Application letter via hackathon
The two 23-year-olds quickly found a prominent advocate in Barbara Tasch, Managing Director of the TUM School of Management. "In November, we organized a hackathon by and with Microsoft as a kind of application event." The task: develop a functioning chatbot for student concerns in three days. Synergies were also used with Stephan Krusche, Professor of Information Engineering at TUM Campus Heilbronn. He developed a chatbot for programming tasks called Iris.
The team was quickly formed and the budget was provided by TUM, so they could get started. "It was quite something to guide so many people at once and then in such a complex context," Henri looks back. The first task was to collect data. Zalbertus and Plüer had to find out what the students‘ typical problems were. "We conducted interviews and evaluated anonymized emails." Then they fed their database with administrative information from the website and documents from the download center. That can be quite stressful, can’t it? "One of our greatest strengths is, if you ask others, rather our greatest weakness, that we are so homogeneous and basically never argue," says Zalbertus and laughs.
The starting line
Paige will be launched in mid-April. As with all chatbots, the rule of thumb of machine learning applies: what goes in comes out. The Welcome Day for the summer semester was the perfect opportunity to introduce the assistant, as many students at the Heilbronn and Munich campuses were starting their new phase of life on this day. They naturally have many questions. "The data is so fundamental that at the end you can see which documents need to be adjusted or deleted and whether the chatbot really provides helpful answers."

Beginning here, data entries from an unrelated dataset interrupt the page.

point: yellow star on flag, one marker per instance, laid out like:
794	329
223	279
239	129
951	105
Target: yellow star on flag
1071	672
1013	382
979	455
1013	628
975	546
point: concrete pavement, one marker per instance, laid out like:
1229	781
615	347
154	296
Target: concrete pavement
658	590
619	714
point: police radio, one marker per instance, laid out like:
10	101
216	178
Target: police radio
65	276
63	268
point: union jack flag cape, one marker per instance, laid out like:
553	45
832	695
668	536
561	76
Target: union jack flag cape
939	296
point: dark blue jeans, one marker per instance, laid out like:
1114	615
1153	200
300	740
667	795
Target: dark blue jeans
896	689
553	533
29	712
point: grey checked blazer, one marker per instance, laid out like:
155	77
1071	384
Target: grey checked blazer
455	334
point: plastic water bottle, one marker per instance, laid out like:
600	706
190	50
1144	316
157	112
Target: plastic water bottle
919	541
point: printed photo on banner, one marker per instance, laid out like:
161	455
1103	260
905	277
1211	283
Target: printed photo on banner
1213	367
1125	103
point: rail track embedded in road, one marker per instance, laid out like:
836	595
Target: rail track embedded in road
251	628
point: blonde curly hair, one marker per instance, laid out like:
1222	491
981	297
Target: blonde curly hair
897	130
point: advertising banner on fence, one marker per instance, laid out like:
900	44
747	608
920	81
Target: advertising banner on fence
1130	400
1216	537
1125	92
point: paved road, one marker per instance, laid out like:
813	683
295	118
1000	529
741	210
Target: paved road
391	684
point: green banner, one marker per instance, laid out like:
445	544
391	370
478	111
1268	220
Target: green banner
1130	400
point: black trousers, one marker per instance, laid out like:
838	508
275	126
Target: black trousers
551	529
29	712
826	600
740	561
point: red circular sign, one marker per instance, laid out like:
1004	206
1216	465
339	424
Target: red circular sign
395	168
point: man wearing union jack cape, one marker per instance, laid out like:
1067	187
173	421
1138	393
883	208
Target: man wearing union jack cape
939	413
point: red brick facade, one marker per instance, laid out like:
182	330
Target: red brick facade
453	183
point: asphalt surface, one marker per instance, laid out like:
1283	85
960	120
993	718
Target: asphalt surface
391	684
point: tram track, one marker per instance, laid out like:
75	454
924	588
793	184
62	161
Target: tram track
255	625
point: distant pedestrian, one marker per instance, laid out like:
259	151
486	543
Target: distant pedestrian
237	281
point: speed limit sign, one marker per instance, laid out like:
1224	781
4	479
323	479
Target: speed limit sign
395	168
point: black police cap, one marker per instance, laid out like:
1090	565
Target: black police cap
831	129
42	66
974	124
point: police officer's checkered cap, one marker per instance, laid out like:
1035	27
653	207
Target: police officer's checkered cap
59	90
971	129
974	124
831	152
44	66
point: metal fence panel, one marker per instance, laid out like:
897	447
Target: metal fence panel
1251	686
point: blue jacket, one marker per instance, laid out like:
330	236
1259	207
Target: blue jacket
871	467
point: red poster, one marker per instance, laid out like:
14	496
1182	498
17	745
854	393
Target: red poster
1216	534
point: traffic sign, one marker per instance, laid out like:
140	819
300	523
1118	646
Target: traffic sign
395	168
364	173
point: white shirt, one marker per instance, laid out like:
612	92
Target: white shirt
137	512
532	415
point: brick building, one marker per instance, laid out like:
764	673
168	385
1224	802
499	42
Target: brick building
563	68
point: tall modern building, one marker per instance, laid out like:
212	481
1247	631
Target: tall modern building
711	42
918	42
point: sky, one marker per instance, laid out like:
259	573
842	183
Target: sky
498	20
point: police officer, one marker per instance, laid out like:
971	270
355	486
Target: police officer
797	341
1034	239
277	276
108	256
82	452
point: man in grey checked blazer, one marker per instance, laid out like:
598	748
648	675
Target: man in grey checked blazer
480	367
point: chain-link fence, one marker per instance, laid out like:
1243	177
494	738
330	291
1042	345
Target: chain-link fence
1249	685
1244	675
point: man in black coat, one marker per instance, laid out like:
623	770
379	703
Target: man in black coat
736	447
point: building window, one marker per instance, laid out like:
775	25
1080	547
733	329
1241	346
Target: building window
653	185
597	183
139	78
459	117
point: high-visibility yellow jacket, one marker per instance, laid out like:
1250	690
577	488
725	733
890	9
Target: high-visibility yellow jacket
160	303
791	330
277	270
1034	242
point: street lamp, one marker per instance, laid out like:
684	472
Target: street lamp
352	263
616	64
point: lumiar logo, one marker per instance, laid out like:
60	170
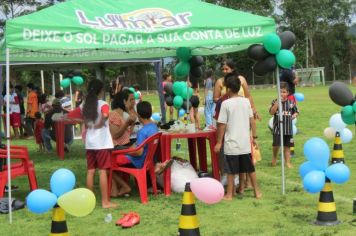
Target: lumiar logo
145	20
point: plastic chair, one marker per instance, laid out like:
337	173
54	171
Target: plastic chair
139	174
23	167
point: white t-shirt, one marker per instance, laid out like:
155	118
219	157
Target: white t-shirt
14	108
99	138
236	113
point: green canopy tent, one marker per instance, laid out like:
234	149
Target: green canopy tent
91	31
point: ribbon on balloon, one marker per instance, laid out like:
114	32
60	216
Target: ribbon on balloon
274	51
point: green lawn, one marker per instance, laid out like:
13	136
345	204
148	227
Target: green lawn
274	214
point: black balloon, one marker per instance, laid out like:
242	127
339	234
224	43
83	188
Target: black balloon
169	101
340	94
267	65
196	61
287	39
257	52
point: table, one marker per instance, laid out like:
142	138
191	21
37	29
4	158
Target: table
198	138
59	133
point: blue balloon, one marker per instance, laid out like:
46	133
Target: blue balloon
338	173
305	168
317	151
181	112
40	201
156	116
62	181
299	97
314	181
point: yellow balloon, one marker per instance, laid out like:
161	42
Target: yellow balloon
78	202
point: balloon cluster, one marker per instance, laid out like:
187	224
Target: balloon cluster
77	79
275	50
316	169
342	96
188	65
78	202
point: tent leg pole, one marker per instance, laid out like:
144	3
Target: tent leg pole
8	131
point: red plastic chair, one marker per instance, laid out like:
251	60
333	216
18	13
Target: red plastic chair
23	167
140	174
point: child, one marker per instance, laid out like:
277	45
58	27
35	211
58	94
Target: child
234	123
98	141
39	125
290	112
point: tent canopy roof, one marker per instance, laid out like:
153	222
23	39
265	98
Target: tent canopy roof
96	30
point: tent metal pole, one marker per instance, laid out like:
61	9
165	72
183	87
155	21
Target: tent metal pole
8	131
280	122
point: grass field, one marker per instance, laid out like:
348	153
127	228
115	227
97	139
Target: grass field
274	214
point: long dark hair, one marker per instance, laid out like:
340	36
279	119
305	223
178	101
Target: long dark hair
90	106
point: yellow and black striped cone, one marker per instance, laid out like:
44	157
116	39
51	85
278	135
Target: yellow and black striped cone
326	206
337	155
188	221
59	224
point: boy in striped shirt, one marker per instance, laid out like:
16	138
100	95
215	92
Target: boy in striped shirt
289	112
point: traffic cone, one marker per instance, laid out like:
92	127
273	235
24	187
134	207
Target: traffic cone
337	155
59	224
188	221
326	207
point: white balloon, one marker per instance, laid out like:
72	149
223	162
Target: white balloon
329	132
346	135
336	122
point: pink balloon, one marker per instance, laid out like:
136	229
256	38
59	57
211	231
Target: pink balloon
207	190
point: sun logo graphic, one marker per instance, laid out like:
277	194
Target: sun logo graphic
142	20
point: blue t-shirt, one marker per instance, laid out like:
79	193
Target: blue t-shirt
145	132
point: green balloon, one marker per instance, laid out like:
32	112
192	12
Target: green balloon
183	54
285	58
65	83
78	80
182	69
177	102
272	43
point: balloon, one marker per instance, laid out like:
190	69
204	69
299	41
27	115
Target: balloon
78	202
168	88
285	58
348	115
257	52
272	43
329	132
196	71
299	97
295	130
314	181
65	83
288	39
156	116
183	54
62	181
317	151
340	94
207	190
182	69
339	173
336	122
196	61
181	112
78	80
40	201
177	101
346	135
305	168
169	101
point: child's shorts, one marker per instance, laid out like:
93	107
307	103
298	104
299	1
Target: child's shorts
98	159
287	140
235	164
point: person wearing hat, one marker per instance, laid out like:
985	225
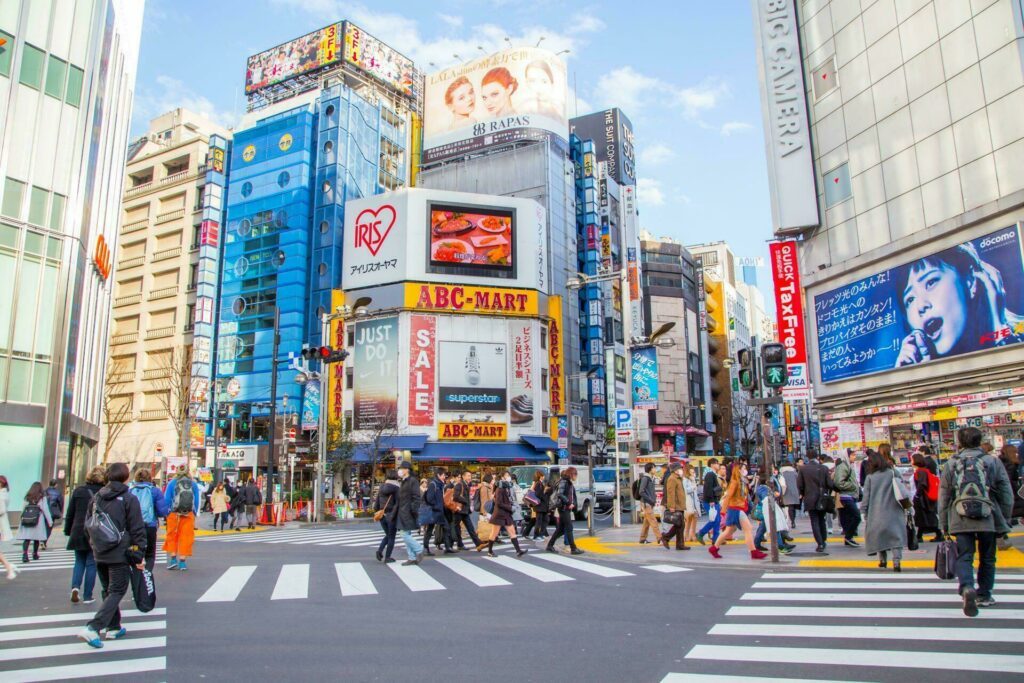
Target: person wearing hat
409	507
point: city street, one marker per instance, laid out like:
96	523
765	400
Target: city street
312	603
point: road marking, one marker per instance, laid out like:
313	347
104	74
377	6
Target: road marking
531	570
71	631
46	651
867	632
227	588
473	572
293	583
869	597
90	670
589	567
1009	664
353	579
415	578
872	612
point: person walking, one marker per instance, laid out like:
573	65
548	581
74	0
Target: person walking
502	517
464	516
113	562
812	481
83	575
409	507
736	501
387	502
648	498
926	498
675	508
154	507
563	501
36	521
712	498
5	531
975	506
885	530
182	504
846	484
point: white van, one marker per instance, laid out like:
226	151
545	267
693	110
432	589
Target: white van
585	493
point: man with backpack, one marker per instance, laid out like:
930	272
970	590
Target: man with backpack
644	492
117	535
182	503
975	504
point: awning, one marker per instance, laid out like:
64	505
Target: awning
483	453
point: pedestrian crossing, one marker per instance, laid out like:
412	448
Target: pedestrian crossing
796	626
45	647
440	573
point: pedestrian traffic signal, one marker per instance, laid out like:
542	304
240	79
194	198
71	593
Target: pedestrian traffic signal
773	365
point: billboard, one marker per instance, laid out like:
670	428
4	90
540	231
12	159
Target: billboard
473	377
376	374
965	299
516	94
379	60
295	57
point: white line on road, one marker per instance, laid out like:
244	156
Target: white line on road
353	579
226	588
293	583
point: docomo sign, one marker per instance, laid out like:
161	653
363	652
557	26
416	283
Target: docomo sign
788	300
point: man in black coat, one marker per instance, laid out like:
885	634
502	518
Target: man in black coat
812	480
409	508
113	563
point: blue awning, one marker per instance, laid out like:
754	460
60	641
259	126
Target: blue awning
541	442
483	453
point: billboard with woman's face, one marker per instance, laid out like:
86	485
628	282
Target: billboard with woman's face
964	299
515	94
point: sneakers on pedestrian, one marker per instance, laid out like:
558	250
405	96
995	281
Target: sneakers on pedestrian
970	601
90	637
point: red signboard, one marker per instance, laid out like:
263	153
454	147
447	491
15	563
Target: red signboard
788	300
422	374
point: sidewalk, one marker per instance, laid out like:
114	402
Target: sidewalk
624	544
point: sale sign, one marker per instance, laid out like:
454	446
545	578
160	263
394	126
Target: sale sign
422	365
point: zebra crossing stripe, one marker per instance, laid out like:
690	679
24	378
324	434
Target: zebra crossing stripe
227	588
473	572
293	583
1009	664
353	579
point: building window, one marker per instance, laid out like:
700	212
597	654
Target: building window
56	72
32	67
838	188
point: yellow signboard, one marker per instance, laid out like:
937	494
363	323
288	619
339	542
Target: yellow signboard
466	299
472	431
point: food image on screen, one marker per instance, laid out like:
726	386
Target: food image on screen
471	237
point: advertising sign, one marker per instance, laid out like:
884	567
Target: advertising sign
422	364
366	52
473	377
645	378
295	57
472	431
961	300
376	368
521	386
516	94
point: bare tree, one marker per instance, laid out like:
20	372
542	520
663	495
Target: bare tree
117	404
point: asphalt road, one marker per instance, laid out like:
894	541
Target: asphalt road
314	605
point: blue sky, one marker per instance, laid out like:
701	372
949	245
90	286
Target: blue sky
683	71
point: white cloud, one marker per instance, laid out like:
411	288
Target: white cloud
649	191
653	155
731	127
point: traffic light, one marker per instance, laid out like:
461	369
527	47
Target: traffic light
773	365
748	376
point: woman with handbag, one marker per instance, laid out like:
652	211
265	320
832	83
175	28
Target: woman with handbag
736	501
885	511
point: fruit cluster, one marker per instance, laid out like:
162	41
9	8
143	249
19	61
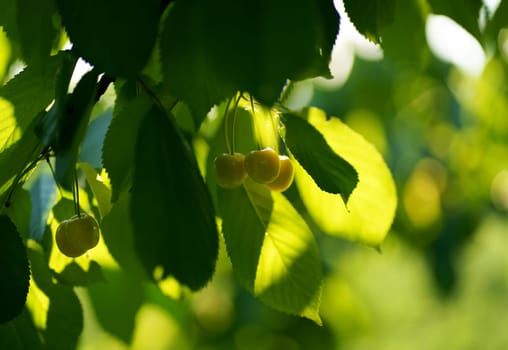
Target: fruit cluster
263	166
75	236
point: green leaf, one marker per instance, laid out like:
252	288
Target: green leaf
36	29
72	127
8	18
43	198
371	206
330	171
20	333
64	320
273	251
15	272
404	40
23	97
101	192
74	275
64	317
117	232
498	21
174	222
466	13
370	16
119	144
14	160
116	36
19	212
210	50
117	315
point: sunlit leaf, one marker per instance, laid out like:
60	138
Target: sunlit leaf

Henri sees the end of the project with one laughing and one crying eye: "Some people are very sad now. Our team of eight worked really well together, maybe we can get some of them to join our start-up." The success of the young managers and computer scientists shows what is possible with the right support. "Barbara Tasch placed a lot of trust in us, without her and the commitment of everyone involved, this would not have been possible."